W zachodniej części Francji leży droga inna niż wszystkie – historyczny skarb i pomnik, który mimo swej niezwykłości służy mieszkańcom jako zwykła droga do domu. To Przeprawa Gois.
Przeprawa Gois to wybudowany w XVI w. krótki odcinek drogi łączącej miejscowość Beauvoir-sur-Mer z wyspą Noirmoutier. Jego niezwykłość polega na tym, że wybudowano go na morskim dnie, co oznacza, że z każdym przypływem droga znika pod taflą wody.
W przeszłości wielokrotnie zdarzało się, że niefrasobliwi kierowcy, zapominając o porach przypływu, topili swoje samochody, a sami chronili się na jednej z wież zamontowanych wzdłuż drogi.
Wjazd na drogę dozwolony jest tylko półtorej godziny przed najniższym stanem wody i półtorej godziny po nim. O możliwości wjazdu informują specjalne elektroniczne tablice umieszczone na obu krańcach drogi.
Jednak nawet kiedy droga pozostaje otwarta, jazda po jej nawierzchni może przyprawić o palpitację serca. Ustępujące odmęty oceanu pozostawiają tutaj śliskie błoto, niezliczone wodorosty i inne niespodzianki, które w ułamku sekundy nieuważnego bikera poślą na spotkanie z glebą.
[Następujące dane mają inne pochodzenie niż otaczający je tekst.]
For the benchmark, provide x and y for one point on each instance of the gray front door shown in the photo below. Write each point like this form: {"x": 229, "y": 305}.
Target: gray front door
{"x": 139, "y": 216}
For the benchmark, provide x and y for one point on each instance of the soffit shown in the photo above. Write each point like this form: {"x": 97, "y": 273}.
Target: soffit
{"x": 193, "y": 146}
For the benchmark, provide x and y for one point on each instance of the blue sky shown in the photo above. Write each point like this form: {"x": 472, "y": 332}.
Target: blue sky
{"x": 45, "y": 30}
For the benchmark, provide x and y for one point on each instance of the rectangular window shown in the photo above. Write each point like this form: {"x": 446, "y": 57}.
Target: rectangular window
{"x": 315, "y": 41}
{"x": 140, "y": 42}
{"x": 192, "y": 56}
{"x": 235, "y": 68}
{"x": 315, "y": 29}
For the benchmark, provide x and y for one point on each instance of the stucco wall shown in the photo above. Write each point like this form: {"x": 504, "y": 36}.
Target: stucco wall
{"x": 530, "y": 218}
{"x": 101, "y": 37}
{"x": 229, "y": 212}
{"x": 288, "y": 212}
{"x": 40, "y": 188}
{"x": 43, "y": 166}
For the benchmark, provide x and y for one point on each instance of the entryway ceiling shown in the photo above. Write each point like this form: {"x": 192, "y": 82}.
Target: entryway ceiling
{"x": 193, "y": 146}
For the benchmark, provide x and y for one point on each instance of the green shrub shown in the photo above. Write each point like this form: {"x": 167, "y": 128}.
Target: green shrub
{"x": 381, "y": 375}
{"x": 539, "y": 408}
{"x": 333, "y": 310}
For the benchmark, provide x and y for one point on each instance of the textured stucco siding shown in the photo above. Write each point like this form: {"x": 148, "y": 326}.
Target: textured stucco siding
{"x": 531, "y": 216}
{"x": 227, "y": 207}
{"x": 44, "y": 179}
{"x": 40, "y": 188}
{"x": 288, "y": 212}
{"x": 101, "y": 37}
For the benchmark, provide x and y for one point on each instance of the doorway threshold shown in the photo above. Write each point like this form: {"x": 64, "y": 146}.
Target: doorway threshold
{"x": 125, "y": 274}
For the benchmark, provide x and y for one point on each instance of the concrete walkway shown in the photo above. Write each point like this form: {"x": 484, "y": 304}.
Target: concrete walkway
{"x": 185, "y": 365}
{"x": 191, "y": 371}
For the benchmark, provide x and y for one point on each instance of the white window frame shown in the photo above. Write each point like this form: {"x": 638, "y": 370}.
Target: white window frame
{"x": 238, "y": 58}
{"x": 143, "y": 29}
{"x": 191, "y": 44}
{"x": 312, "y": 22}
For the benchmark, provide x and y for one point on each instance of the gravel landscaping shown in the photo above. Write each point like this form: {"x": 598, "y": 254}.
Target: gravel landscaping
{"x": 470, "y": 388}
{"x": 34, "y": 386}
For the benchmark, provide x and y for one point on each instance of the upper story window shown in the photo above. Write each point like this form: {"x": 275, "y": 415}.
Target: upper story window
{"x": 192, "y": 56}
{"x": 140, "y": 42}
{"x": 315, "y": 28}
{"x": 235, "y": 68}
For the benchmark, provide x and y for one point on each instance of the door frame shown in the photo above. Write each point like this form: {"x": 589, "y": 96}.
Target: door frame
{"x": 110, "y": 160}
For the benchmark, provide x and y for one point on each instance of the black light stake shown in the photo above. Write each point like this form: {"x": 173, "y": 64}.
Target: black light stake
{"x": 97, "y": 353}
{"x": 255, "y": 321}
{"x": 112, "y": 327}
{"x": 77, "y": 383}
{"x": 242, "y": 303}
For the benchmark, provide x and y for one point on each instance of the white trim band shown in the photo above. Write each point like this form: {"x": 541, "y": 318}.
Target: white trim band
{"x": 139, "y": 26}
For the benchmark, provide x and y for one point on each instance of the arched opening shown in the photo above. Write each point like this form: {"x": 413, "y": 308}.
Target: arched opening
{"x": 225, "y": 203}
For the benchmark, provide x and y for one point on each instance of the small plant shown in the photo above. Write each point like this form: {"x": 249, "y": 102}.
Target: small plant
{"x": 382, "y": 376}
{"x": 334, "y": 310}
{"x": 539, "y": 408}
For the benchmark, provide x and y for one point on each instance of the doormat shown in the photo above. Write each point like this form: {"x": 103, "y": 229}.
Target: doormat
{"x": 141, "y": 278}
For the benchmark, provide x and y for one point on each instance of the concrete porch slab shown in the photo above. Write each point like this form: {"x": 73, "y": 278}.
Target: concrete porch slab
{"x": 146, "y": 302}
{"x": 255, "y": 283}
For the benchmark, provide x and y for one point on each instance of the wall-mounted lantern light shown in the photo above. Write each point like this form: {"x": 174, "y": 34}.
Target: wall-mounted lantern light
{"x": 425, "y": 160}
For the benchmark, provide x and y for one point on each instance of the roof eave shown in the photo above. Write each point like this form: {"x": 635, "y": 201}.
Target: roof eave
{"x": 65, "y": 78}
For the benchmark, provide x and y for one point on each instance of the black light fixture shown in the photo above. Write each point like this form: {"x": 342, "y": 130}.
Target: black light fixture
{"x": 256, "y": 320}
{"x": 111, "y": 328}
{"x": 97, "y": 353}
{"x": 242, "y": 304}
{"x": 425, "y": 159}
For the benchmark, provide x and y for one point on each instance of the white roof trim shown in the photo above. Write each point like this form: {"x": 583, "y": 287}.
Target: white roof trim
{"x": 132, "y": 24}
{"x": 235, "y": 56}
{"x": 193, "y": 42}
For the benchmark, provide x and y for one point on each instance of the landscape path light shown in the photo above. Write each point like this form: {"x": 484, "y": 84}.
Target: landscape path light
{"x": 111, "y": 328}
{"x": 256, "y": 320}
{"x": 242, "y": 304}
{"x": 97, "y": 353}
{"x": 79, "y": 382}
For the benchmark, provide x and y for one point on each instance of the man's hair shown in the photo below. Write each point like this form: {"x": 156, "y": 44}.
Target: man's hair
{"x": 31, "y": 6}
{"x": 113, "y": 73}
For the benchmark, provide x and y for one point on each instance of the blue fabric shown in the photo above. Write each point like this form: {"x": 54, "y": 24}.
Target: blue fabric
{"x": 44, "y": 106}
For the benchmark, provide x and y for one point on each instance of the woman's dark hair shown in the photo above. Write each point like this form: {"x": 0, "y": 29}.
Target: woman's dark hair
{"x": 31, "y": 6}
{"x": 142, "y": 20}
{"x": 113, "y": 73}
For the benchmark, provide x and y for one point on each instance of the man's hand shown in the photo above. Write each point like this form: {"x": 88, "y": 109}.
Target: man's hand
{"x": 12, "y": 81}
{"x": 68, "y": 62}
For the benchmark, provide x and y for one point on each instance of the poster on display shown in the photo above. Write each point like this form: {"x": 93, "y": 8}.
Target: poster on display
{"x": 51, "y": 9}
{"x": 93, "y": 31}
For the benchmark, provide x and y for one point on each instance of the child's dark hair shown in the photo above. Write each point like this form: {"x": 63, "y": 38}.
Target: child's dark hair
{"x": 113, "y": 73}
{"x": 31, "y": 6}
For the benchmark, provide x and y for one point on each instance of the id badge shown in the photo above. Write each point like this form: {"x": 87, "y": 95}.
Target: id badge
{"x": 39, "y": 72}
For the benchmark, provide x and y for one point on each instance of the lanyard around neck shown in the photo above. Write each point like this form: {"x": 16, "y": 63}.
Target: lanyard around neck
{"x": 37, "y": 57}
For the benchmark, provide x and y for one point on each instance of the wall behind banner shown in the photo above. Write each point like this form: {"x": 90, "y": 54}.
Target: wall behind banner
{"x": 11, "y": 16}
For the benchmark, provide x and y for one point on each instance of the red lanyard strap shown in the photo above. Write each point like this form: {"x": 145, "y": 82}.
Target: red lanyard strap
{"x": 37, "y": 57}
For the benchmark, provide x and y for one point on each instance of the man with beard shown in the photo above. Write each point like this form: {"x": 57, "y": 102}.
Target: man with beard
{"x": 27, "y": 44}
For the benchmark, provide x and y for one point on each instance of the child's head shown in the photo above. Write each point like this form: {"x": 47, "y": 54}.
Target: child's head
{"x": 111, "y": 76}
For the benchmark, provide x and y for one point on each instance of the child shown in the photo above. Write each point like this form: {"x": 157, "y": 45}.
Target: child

Ze względu skrajne niebezpieczeństwo na całym, 4-kilometrowym odcinku Przeprawy Gois obowiązuje zakaz zatrzymywania. Jest on nagminnie łamany, ponieważ odpływ odsłania szerokie łachy piachu, które chętnie wykorzystują polujący na ciekawe zdjęcia turyści. Zatrzymanie na mokrym piachu wiąże się jednak ze sporym ryzykiem ugrzęźnięcia motocykla.